The Stone Door was used for centuries by the Indians as a passage way from the top of the escarpment into the gorges below. Like a giant door left ajar, the crack is 10 feet wide and 100 feet deep. The spectacular cliffs offer one of the best scenic overlooks in Tennessee. Big Creek, 750 feet below the overlook, mysteriously disappears and reappears as it cuts its way thru the diverse layers of limestone and shale. All of the larger streams flow underground before reaching their mouths, making dry streambeds a common feature. But, during periods of heavy rainfall, these streams can become swift and treacherous torrents, so flash flooding is a very real danger. At the heads of the gorges the streams drop off the hard caprock in breathtaking waterfalls. Greeter Falls on Firescald Creek near Altamont drops over a 15-foot upper ledge and then plummets over a 50-foot lower ledge into a cold, clear plunge pool. Savage Creek enters its gorge over the cascades and a 30-foot drop of Savage Falls. Collins River and Ranger Creek have disappearing waterfalls, deep in the gorges, these streams drop over limestone ledges and flow into sinks. Animal life is abundant at Savage Gulf.
The rocks which make up the Cumberland Plateau were laid down 250 to 325 million years ago. During that warm tropical period, shallow seas advanced and retreated across the land, and the landscape was a profuse growth of swamp forests which were later buried by advancing seas. Today the vegetative remains of these swamp forests form the coal seams visible at the 1800 foot elevation. The fossils found in the park bear mute witness to the ancient animals and plants which once called this area their home.

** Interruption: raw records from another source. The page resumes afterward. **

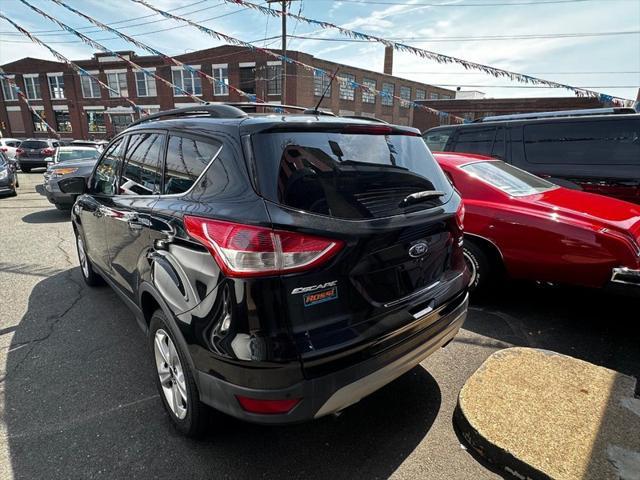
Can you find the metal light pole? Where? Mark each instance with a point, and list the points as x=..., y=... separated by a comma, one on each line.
x=283, y=95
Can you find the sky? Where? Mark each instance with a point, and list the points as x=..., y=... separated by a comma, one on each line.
x=465, y=29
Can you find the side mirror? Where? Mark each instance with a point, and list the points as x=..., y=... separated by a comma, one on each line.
x=73, y=185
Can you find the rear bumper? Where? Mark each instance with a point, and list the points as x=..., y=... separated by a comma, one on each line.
x=335, y=391
x=625, y=281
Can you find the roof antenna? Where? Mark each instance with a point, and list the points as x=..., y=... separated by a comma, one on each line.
x=315, y=111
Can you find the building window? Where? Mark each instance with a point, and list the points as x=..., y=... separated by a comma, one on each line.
x=32, y=87
x=90, y=87
x=347, y=90
x=56, y=87
x=405, y=95
x=95, y=122
x=367, y=96
x=38, y=125
x=387, y=98
x=63, y=121
x=221, y=76
x=320, y=84
x=274, y=79
x=145, y=84
x=7, y=90
x=117, y=81
x=248, y=79
x=187, y=81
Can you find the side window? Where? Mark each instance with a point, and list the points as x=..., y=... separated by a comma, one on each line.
x=610, y=141
x=437, y=139
x=141, y=174
x=186, y=160
x=499, y=149
x=475, y=140
x=104, y=178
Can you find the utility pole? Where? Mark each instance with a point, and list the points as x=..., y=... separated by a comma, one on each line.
x=283, y=84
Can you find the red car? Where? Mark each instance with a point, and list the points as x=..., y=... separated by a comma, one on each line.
x=524, y=226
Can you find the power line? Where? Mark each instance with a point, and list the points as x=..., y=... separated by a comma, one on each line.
x=495, y=4
x=473, y=39
x=42, y=33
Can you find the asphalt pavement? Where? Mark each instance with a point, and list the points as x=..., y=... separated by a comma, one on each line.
x=77, y=398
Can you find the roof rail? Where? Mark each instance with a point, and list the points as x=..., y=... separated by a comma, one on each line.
x=276, y=106
x=217, y=110
x=363, y=117
x=560, y=113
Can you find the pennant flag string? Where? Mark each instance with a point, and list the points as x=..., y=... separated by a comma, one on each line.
x=423, y=53
x=166, y=58
x=102, y=48
x=316, y=71
x=24, y=98
x=74, y=66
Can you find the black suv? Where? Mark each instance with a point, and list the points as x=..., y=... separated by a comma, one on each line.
x=33, y=152
x=595, y=150
x=284, y=266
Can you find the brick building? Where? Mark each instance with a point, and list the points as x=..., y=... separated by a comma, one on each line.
x=473, y=108
x=77, y=107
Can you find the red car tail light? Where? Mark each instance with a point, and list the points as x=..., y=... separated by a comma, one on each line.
x=249, y=251
x=460, y=215
x=268, y=407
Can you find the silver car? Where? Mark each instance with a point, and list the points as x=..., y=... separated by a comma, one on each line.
x=55, y=173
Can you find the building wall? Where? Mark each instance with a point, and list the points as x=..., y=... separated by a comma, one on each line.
x=300, y=88
x=472, y=109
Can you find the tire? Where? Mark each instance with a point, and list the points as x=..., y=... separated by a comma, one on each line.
x=89, y=275
x=175, y=381
x=483, y=271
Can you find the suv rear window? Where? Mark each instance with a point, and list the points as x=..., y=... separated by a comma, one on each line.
x=437, y=139
x=347, y=175
x=612, y=141
x=34, y=144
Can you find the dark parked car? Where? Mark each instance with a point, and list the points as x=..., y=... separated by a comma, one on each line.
x=8, y=176
x=597, y=151
x=283, y=266
x=33, y=152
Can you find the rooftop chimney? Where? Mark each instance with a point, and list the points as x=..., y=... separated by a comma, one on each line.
x=388, y=60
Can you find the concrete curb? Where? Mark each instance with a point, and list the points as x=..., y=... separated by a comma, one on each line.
x=535, y=414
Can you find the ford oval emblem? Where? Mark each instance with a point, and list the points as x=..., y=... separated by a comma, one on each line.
x=418, y=249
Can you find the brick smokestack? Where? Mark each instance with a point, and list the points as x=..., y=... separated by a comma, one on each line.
x=388, y=60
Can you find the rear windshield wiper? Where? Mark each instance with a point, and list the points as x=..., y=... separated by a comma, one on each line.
x=420, y=197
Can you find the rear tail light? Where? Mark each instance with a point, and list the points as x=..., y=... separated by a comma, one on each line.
x=248, y=251
x=268, y=407
x=460, y=215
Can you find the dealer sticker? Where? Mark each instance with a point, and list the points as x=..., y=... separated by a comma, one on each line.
x=321, y=296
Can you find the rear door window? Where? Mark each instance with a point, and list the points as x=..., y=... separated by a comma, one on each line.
x=34, y=144
x=103, y=181
x=345, y=175
x=186, y=159
x=437, y=139
x=475, y=140
x=141, y=174
x=611, y=141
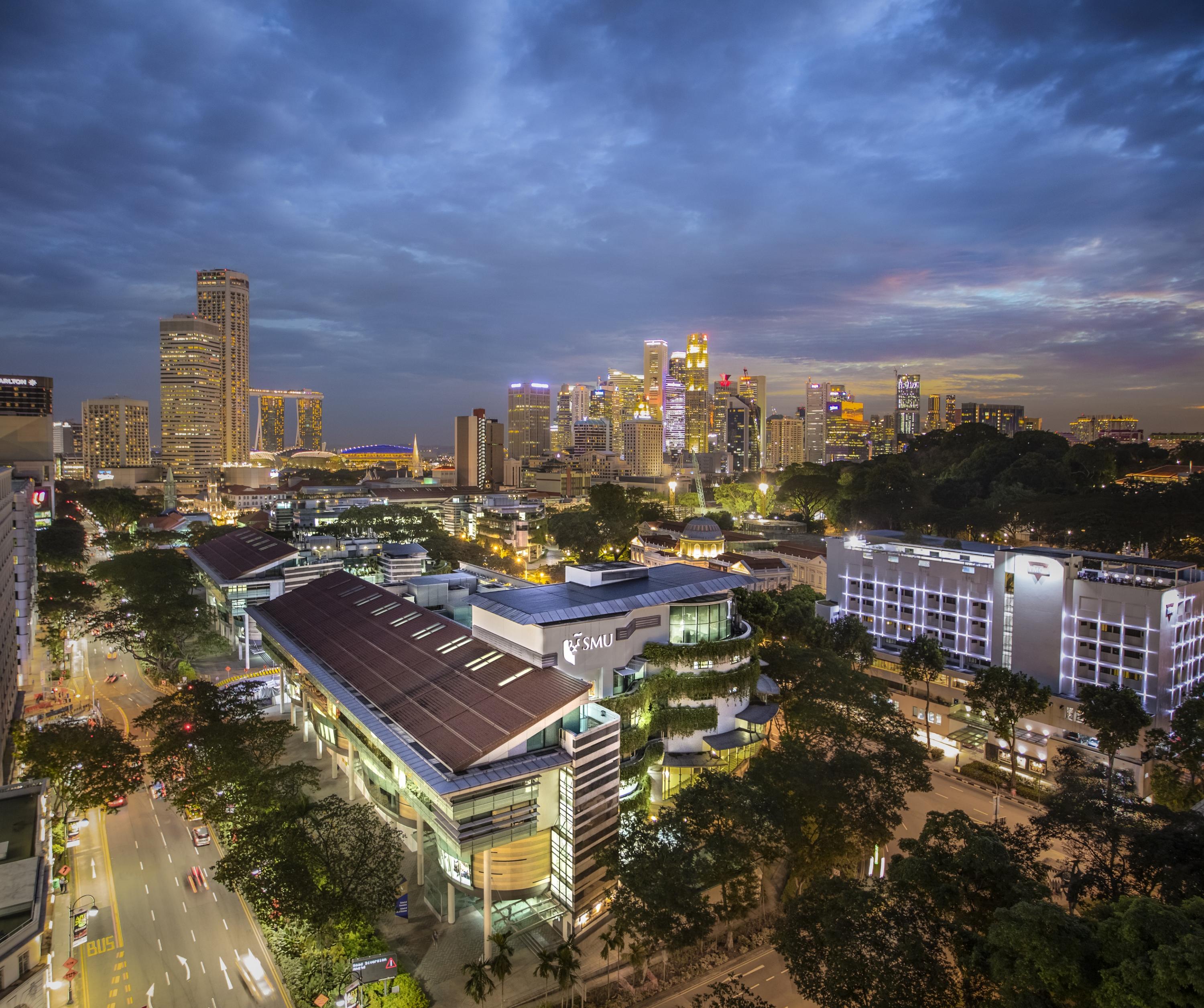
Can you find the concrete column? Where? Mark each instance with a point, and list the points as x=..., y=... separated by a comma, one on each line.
x=422, y=849
x=488, y=907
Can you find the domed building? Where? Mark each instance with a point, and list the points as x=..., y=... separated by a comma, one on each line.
x=700, y=540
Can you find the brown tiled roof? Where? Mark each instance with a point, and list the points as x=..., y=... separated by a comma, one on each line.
x=802, y=552
x=456, y=695
x=242, y=552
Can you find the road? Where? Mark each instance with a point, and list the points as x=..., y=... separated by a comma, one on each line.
x=152, y=929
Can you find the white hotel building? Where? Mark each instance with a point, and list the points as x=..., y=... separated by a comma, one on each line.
x=1066, y=617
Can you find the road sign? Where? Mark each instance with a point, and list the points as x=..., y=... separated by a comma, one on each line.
x=375, y=967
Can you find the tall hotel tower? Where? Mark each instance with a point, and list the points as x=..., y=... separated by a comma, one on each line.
x=223, y=298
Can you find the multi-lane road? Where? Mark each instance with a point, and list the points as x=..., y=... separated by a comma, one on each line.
x=155, y=942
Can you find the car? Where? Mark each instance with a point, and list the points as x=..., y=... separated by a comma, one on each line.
x=198, y=878
x=254, y=977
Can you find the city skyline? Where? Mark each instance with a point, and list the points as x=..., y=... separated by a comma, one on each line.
x=901, y=203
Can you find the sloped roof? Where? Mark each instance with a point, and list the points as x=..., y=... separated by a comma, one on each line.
x=456, y=695
x=241, y=553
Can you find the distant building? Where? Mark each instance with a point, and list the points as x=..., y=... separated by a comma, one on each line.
x=785, y=444
x=529, y=421
x=223, y=298
x=192, y=357
x=116, y=433
x=907, y=404
x=480, y=452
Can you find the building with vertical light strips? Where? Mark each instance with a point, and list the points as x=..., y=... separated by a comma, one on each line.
x=223, y=298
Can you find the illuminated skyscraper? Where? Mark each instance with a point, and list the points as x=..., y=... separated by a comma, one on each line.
x=529, y=421
x=907, y=404
x=271, y=423
x=116, y=434
x=817, y=421
x=310, y=423
x=223, y=298
x=192, y=354
x=698, y=389
x=657, y=362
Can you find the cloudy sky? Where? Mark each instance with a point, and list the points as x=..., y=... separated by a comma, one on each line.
x=435, y=199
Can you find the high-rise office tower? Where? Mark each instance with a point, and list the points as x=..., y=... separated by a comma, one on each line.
x=9, y=659
x=643, y=446
x=629, y=392
x=223, y=298
x=27, y=426
x=657, y=362
x=528, y=421
x=785, y=445
x=743, y=434
x=310, y=423
x=754, y=389
x=673, y=404
x=116, y=434
x=480, y=454
x=271, y=423
x=192, y=354
x=816, y=421
x=592, y=435
x=698, y=391
x=907, y=404
x=935, y=419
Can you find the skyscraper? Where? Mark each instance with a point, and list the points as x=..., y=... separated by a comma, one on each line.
x=116, y=434
x=310, y=423
x=223, y=298
x=816, y=421
x=785, y=445
x=480, y=454
x=643, y=446
x=698, y=389
x=192, y=354
x=907, y=404
x=657, y=362
x=753, y=389
x=529, y=421
x=271, y=423
x=743, y=434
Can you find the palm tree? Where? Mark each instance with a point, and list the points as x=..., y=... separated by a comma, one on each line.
x=500, y=965
x=546, y=967
x=569, y=967
x=478, y=987
x=612, y=942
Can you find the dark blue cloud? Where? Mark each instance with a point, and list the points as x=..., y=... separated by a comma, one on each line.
x=435, y=199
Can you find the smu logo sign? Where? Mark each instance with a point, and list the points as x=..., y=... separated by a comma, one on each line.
x=580, y=642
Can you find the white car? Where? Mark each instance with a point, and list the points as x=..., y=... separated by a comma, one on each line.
x=253, y=976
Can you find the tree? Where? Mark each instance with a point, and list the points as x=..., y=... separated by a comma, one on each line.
x=847, y=945
x=1179, y=781
x=809, y=489
x=151, y=611
x=478, y=987
x=88, y=765
x=729, y=994
x=1118, y=717
x=501, y=965
x=1006, y=696
x=221, y=753
x=923, y=660
x=61, y=547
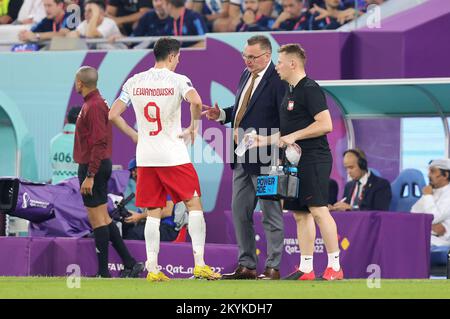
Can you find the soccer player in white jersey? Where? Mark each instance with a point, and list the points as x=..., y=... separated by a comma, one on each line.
x=164, y=165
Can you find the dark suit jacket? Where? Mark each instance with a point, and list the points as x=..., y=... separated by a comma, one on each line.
x=261, y=114
x=376, y=194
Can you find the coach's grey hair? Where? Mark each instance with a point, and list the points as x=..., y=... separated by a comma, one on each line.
x=262, y=40
x=88, y=76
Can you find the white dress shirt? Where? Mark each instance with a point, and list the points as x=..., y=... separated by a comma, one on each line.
x=222, y=115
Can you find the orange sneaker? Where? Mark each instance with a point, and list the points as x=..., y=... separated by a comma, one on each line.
x=300, y=275
x=331, y=274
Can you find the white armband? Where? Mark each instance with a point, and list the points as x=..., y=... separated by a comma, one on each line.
x=124, y=97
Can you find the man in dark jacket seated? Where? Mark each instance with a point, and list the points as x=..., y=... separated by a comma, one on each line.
x=365, y=191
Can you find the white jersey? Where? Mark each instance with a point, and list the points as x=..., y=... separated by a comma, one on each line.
x=156, y=95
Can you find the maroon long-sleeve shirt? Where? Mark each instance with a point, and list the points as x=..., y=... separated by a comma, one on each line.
x=93, y=133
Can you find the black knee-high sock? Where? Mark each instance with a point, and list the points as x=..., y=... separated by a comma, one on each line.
x=101, y=235
x=119, y=245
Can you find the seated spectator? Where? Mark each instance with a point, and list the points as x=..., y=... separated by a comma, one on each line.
x=435, y=200
x=252, y=20
x=32, y=11
x=56, y=23
x=233, y=18
x=126, y=13
x=215, y=13
x=96, y=25
x=184, y=21
x=174, y=216
x=293, y=17
x=61, y=150
x=328, y=15
x=9, y=9
x=365, y=191
x=266, y=7
x=154, y=22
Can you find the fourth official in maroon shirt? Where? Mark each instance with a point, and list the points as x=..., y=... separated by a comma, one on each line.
x=92, y=151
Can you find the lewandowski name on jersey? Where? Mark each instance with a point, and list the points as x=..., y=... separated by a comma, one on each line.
x=153, y=92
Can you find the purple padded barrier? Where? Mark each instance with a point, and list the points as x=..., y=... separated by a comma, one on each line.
x=25, y=256
x=399, y=243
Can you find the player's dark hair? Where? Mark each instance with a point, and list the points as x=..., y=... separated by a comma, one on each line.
x=73, y=114
x=262, y=40
x=444, y=171
x=177, y=3
x=295, y=49
x=164, y=47
x=361, y=156
x=100, y=3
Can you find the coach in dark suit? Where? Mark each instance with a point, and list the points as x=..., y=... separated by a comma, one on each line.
x=365, y=191
x=256, y=105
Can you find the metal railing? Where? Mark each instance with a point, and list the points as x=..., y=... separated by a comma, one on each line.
x=143, y=42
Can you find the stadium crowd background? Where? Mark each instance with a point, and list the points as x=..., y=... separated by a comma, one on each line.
x=37, y=20
x=416, y=140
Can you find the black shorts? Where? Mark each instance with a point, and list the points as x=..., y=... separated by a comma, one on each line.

- The Stone Door and Savage Gulf Complex contain spectacular vistas, waterfalls, and many miles of hiking an backpacking trails and beautiful forest. The Fiery Gizzard Trail connects Grundy Forest and Foster Falls Hikers may observe nature swim in Fiery Gizzard Creek and enjoy one of the nation's most outstanding trails. Carter Natural Area is part of a unique 18,000-acre enclosed-valley sinkhole aptly named Lost Cove. Dense forests, clear streams and "the most impressive cave entrance in the state" are a few of the features found here. Sewanee Natural Bridge is a remarkable sandstone arch that overlooks Lost Cove. Grundy Lakes, a day-use area near Tracy City, provides swimming, picnicking , fishing, hiking and a view of 19th century "Coke Ovens."
The Visitor Center is located between Monteagle and Tracy City on Highway 41.
The park museum displays the natural and cultural history of the South Cumberland area.
Recreation - A monthly schedule of free public programs and guided hikes are provided by park staff and volunteers. A copy of the schedule can be obtained at the Visitor Center. Camping, hiking and picnicking are available at this park.
Climate - Tennessee has a temperate climate with short, mild winters. The average annual snowfall for the state is 12 inches. Spring comes in early March bringing flowering trees and shrubs, and warmer weather. Spring temperatures average between 45 and 70 degrees. Summer's full force arrives in the region by mid May, bringing warm weather and higher humidity. The mountains of eastern Tennessee are a great place to escape the hot summer temperatures as the higher elevation cools the air slightly. Cool fall temperatures bring crisp air and brilliant fall colors. Mid to late October is a good time to visit the region to experience the fall foliage.
To get to South Cumberland State Park, take exit 134 off I-24, take a right to Monteagle, turn left on Hwy. 41, drive three miles and the visitors center is located on the left.